I'm trying to use pyenchant to spell-check English and Bulgarian text. I have an issue where in English, words are recognized both when they are lower case and when they start with an upper case letter. For example:

>>> d = Dict('en_GB')
>>> d.check('car')
True
>>> d.check('Car')
True

However, in Bulgarian:

>>> d = Dict('bg_BG')
>>> d.check('кола')
True
>>> d.check('Кола')
False

Is this normal behavior? I want to use the SpellChecker class to check whole paragraphs and this is getting in the way. I don't really want to use .lower() on the whole str, as this seems like a hack.
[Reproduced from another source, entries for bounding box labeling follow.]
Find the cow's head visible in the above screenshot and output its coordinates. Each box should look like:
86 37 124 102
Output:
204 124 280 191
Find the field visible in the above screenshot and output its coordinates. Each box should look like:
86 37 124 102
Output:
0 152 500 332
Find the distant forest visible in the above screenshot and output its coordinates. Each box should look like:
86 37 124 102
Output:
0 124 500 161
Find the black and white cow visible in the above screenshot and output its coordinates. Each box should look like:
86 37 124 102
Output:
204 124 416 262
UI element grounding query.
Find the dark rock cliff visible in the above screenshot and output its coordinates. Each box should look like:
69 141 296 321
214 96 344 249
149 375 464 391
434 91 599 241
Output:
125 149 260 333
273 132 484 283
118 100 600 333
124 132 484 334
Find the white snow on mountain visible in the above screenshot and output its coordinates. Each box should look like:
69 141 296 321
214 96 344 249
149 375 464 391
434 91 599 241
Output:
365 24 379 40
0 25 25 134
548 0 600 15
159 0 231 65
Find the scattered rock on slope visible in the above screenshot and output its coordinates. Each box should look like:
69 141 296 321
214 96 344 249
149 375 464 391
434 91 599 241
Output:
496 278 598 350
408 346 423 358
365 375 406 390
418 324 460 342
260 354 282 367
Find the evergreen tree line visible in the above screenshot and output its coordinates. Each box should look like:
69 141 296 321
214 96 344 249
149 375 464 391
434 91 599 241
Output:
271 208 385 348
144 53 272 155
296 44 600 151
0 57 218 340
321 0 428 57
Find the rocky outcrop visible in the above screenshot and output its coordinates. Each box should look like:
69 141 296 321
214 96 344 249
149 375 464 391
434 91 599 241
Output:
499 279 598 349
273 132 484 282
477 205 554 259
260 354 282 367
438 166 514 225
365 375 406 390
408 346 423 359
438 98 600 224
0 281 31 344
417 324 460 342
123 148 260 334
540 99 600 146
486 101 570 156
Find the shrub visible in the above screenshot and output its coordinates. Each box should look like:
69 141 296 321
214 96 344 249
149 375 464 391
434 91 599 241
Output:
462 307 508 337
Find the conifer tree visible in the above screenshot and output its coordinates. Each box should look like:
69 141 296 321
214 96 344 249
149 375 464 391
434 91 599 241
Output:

I'm using pyenchant==1.6.8 and Python 3.5.2. The en_US and en_GB dictionaries came with pyenchant and I downloaded the bg_BG dictionary from https://cgit.freedesktop.org/libreoffice/dictionaries/plain/bg_BG/bg_BG.dic and aff respectively. I had to convert them from Windows-1251 to UTF-8, because otherwise no words were being recognized.

  • I don't know much about the Bulgarian dictionary, but note that you can add a personal word list (e.g. with capitalized words) as described in the [docs](http://pythonhosted.org/pyenchant/tutorial.html#personal-word-lists) – patrick Mar 26 '17 at 12:19
  • @patrick I'll have to add every Bulgarian word with every form and so on to the PWL. It hardly seems like a good solution. I'm already using the PWL, but this is for domain-specific words AFAIK, not for huge lists. – Ivailo Karamanolev Mar 26 '17 at 14:46
  • 1
    True, but a list with initial capitalization can be easily created automatically. Idk anything about spelling conventions etc, just wanted to point you to it. – patrick Mar 26 '17 at 15:09

0 Answers0